I picked up this book because the concept looked interesting; the world has been enveloped by a huge bubble that cuts it off from the rest of the universe. When I started reading it I noticed that it didn’t have much to do about that. At least at first. It stars off with a PI searching for a woman, who vanishes from a mental hospital. It then goes from a crime novel with a lot of sci fi elements to a sci fi books dealing with quantum mechanics on a macrocosmic level. Needless to say it went way over my head. I have a basic grasp of quantum mechanics, with the whole Schrodinger’s Cat and everything but it went very beyond me

It was too bad that I couldn’t understand what the author was trying to communicate because the world that was laid out for us was very interesting and very detailed. The technology that was used by the characters seemed like it would be things that I could see people inventing in the very near future.
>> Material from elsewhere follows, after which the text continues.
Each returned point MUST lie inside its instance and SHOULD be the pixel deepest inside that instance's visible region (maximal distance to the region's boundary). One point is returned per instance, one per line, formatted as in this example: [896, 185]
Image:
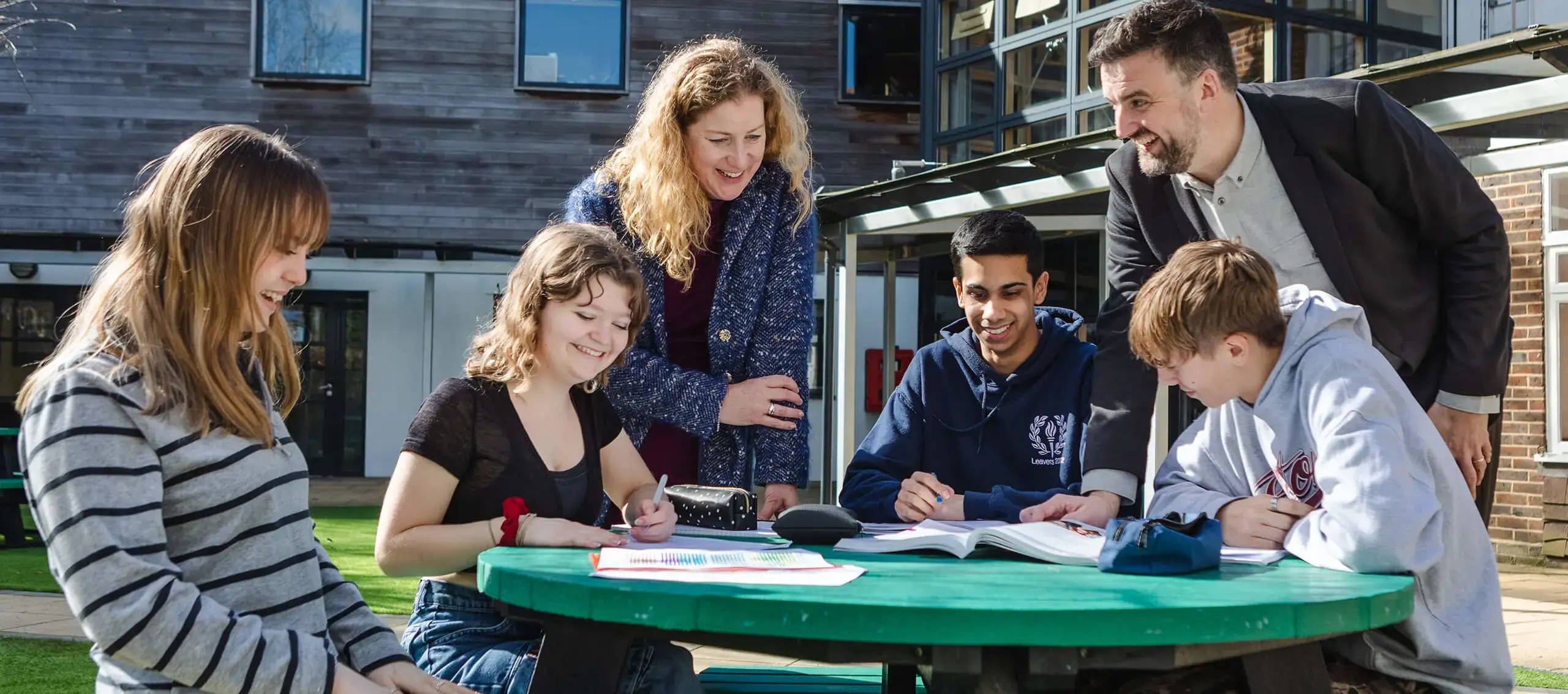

Even the story itself was well written and was fascinating. Even then, though the book wasn’t that long, there were parts in it that seemed to drag and take forever to go anywhere. There was even a section where the author explained about this radical group and its leader in great detail only for it to have nothing to do with the rest of the book.

Unfortunately, even though I understood the overall concept of what he was saying there were just pages and pages of technical mumbo jumbo that I skimmed because they might as well have been talking another language and overall the book just felt disjointed.